As we passed the window I snatched this picture which I think captures the essence of a lovely, generous man.
Quote of the Day
”Living is a compromise, between doing what you want and doing what other people want.”
John Updike
Musical alternative to the morning’s radio news
Liam O’Flynn and Mark Knopfler | An Droichead
Two of my favourite musicians. An Droichead is Irish for ‘the bridge’.
Long Read of the Day
A Tech Overlord’s Horrifying, Silly Vision for Who Should Rule the World
Terrific blast by Elizabeth Spiers on Marc Andreessen’s “manifesto”, which has, she says, “the pathos of the Unabomber manifesto but lacks the ideological coherency”.

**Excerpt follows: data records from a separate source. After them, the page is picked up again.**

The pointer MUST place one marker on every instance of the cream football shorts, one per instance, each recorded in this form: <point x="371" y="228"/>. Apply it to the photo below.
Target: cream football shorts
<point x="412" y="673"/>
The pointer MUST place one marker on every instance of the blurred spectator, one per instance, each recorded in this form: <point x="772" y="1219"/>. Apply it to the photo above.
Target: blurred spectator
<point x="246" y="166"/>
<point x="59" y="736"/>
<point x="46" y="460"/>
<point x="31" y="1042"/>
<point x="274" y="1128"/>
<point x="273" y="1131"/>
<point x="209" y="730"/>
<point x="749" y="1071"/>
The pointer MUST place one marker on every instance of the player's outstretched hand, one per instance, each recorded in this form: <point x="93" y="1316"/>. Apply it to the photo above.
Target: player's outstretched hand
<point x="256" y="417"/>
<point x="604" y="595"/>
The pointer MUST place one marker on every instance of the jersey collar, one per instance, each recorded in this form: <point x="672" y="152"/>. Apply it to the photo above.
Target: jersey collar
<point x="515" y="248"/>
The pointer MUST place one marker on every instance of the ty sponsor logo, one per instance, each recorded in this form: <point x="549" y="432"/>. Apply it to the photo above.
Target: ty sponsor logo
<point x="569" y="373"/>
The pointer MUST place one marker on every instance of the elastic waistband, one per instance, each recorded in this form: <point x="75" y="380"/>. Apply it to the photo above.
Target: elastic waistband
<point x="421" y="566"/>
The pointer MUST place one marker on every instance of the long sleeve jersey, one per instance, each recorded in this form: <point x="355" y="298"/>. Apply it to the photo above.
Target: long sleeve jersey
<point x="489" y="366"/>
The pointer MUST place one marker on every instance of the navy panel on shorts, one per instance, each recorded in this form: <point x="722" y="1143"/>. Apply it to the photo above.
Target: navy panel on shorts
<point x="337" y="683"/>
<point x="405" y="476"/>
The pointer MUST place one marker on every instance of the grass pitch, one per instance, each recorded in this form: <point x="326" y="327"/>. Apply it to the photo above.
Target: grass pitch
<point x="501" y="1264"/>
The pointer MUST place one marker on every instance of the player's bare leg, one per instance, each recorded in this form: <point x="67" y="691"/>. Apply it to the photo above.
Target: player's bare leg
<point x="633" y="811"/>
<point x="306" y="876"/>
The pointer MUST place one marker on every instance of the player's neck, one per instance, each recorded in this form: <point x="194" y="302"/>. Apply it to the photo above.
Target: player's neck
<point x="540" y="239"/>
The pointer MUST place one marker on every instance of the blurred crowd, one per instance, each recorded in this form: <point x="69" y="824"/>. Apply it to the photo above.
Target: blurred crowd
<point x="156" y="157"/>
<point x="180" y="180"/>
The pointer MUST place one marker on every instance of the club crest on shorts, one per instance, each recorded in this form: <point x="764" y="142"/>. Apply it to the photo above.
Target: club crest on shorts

It takes a certain kind of person to write grandiose manifestoes for public consumption, unafflicted by self-doubt or denuded of self-interest. The latest example is Marc Andreessen, a co-founder of the top-tier venture capital firm Andreessen Horowitz and best known, to those of us who came of age before TikTok, as a co-founder of the pioneering internet browser Netscape. In “The Techno-Optimist Manifesto”, a recent 5,000-plus-word post on the Andreessen Horowitz website, Mr. Andreessen outlines a vision of technologists as the authors of a future in which the “techno-capital machine” produces everything that is good in the world.
In this vision, wealthy technologists are not just leaders of their business but keepers of the social order, unencumbered by what Mr. Andreessen labels “enemies”: social responsibility, trust and safety, tech ethics, to name a few. As for the rest of us — the unwashed masses, people who have either “unskilled” jobs or useless liberal arts degrees or both — we exist mostly as automatons whose entire value is measured in productivity…
When I first read the ‘manifesto’, my first thought was that it must be a spoof; my second thought was that Andreessen was losing what might loosely be called his mind. And then it dawned on me that “the guy really believes this horseshit.”
Spiers nails the essence of this accelerating madness. Which is why it’s worth a read.
Books, etc.
Neal Stephenson has a new book coming — but not till October. (Growl)
Books are sharks. Ian Gaiman on something that Douglas Adams once said:
“We were talking about The Hitchhiker’s Guide to the Galaxy, which was something which resembled an iPad, long before it appeared. And I said when something like that happens, it’s going to be the death of the book. Douglas said no. Books are sharks,” Gaiman told a packed audience at the Royal Geographical Society in London.
“I must have looked baffled because he he looked very pleased with himself. And he carried on with his metaphor. Books are sharks … because sharks have been around for a very long time. There were sharks before there were dinosaurs, and the reason sharks are still in the ocean is that nothing is better at being a shark than a shark.”
Thanks to Simon for remembering it.
Robert Reich’s big picture
Robert Reich is an acute commentator on what’s been happening to the US over the last half-century, which is why his Substack blog is a must-read. He was Bill Clinton’s Labor Secretary, and then a professor at Berkeley (from which he recently retired). He’s also a talented cartoonist. Recently, he had a great idea: Put a huge piece of paper on a wall, and then draw on it a graphic account of what has happened to the US (and many Western democracies) over the last half-century or so.
With a team of collaborators, he made a stop-frame video of the picture’s construction which is informed, striking and insightful. (I can say that because he covers much of the stuff I’ve been thinking about for something I’m writing. Working title is How We Got Here.)
The video is here. It’s well worth your time if you think about this stuff. And it is a really Big Picture.
Politics, USA-style
From the current issue of Private Eye.
Errata
Joan Pla wrote to point out “a lapsus in [Wednesday’s] post: the name of the photographer is Sebastião Salgado. Juliano (Ribeiro) Salgado is co-directing with Wim Wenders”.`
Large portion of humble pie duly ordered.